ABSTRACT

Compared to the longer history of feminist political activism, policy studies within a feminist frame are a comparatively new focus for political inquiry. With the recognition of gender as an analytical category, feminist scholars have sought to institutionalize women’s voices in their respective disciplines. After recently reviewing the state of policy study within a feminist frame, Mary Hawksworth (1994) observes that ‘the goal of feminist scholarship is to transform traditional disciplines, purging them of androcentric bias, reshaping dominant paradigms so that women’s needs, interests, activities, and concerns can be analyzed and understood systematically’ (1994:98). Of the traditional disciplines political science, the grandparent of policy studies, has been slower than most social sciences in incorporating feminism into its conceptual storehouse. Compounding the effect of this hesitancy has been a tendency for feminist political analysts to argue among themselves. In their recent analysis of gender power, leadership and governance, feminist political scientists Georgia Duerst-Lahti and Rita Mae Kelly observe:

debates occur around how to treat difference.
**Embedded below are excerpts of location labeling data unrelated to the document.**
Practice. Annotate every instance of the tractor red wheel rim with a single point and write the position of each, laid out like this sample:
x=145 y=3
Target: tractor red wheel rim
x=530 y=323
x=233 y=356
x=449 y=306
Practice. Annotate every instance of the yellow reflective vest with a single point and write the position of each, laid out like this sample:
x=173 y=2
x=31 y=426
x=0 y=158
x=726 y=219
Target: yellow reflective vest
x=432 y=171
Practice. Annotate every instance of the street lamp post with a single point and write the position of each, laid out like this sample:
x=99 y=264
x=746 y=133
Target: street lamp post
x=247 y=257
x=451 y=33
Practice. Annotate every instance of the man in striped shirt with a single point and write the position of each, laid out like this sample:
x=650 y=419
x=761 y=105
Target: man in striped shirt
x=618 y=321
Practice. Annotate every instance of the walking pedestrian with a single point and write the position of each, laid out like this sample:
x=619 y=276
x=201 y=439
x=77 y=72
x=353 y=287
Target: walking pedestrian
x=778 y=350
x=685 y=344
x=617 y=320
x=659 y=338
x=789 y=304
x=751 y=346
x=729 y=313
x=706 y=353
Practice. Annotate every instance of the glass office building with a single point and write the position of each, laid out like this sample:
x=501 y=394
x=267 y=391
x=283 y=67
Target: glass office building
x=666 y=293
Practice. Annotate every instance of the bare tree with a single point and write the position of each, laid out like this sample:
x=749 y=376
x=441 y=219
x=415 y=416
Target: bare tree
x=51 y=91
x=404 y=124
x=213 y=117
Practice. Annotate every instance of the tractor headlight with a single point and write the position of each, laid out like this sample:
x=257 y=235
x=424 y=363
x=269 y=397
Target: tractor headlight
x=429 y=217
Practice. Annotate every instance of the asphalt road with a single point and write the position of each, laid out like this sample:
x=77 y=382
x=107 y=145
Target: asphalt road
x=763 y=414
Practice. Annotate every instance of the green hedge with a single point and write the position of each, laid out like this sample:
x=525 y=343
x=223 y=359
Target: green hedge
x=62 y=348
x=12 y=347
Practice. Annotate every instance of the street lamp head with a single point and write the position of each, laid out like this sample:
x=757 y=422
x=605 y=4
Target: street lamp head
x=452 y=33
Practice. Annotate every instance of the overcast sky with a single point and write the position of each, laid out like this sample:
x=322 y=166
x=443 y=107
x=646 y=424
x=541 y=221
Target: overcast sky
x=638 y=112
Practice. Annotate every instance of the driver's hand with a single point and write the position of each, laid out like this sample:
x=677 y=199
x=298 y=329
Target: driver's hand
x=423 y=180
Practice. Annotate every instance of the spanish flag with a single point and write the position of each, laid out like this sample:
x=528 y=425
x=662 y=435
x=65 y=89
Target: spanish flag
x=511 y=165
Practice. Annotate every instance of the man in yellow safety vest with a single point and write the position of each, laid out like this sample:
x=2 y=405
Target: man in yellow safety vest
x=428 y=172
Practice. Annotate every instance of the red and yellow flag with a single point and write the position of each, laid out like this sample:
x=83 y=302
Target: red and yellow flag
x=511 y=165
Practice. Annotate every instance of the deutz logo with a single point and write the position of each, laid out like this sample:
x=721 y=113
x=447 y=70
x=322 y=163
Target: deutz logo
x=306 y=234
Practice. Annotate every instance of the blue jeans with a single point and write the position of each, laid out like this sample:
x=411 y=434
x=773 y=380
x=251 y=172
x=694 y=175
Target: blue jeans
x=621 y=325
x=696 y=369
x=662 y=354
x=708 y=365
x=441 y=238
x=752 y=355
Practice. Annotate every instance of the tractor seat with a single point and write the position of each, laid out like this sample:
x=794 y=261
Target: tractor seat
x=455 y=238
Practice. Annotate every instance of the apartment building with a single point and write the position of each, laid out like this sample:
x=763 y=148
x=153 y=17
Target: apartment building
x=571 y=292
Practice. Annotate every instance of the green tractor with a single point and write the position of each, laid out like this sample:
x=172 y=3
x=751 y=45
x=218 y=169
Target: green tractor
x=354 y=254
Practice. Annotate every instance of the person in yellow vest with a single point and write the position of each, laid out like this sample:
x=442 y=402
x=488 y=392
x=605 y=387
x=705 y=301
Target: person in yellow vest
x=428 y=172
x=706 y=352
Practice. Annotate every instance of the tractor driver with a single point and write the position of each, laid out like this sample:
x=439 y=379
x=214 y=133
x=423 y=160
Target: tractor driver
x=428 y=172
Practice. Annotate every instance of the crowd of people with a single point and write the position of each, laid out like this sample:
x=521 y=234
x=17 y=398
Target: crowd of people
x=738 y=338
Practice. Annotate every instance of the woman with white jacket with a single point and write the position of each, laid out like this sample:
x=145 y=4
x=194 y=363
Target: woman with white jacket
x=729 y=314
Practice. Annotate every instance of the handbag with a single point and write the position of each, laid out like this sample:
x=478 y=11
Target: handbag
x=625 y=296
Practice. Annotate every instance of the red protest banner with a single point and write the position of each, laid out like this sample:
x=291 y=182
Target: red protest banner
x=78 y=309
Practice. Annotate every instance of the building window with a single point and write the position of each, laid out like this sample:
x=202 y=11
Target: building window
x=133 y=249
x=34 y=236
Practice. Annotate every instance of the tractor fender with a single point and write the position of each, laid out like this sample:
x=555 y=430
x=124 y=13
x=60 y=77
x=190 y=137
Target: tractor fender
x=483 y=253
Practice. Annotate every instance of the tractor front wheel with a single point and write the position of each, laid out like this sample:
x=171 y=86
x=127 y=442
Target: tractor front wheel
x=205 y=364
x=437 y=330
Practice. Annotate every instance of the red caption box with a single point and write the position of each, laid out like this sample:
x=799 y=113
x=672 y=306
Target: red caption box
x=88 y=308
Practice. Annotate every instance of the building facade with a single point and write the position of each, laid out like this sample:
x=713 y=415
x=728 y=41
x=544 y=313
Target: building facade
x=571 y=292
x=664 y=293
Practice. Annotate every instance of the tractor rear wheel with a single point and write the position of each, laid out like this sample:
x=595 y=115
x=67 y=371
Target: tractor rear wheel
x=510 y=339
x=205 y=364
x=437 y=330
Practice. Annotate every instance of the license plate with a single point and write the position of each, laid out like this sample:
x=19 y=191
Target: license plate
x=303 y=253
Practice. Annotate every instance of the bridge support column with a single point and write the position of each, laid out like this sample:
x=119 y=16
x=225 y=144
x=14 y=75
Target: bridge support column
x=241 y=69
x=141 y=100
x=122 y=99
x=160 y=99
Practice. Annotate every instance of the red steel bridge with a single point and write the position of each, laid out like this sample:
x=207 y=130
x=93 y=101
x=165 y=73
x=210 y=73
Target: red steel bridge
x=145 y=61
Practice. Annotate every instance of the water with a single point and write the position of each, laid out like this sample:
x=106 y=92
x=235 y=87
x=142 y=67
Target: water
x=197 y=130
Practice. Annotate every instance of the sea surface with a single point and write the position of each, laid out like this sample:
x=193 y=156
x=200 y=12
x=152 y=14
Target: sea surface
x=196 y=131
Should we recognize gender differences, acknowledge their consequences, and in strategies for change seek special treatment that accounts for differences? Or should we concentrate on treating women and men exactly the same and advocate only equal pay for equal work, for example, arguing that to do anything else is to reimpose gender demarcations where none need exist? Or, alternatively, should we advocate comparable pay for comparable worth on the grounds that men and women differ, particularly in their working situations? (1995:2)

Unfortunately, while these positions weave through the important conceptual debates among feminist political theorists, gender effects continue to disadvantage and even harm women in their private and public lives. The new generation of feminist scholarship in education has shown that despite their dominance in the teaching profession, and the emergence of a new awareness of gender effects, women teachers continue to suffer disadvantages created by gender effects (Acker, 1989; Arnot and Weiler, 1993; Bell and Chase, 1993; Blackmore and Kenway, 1993; Marshall, 1993; Marshall and Anderson, 1994). Accounting for the issues of difference that Durest-Lahti and Kelly (1995) have identified is of critical importance for a new feminist policy analysis.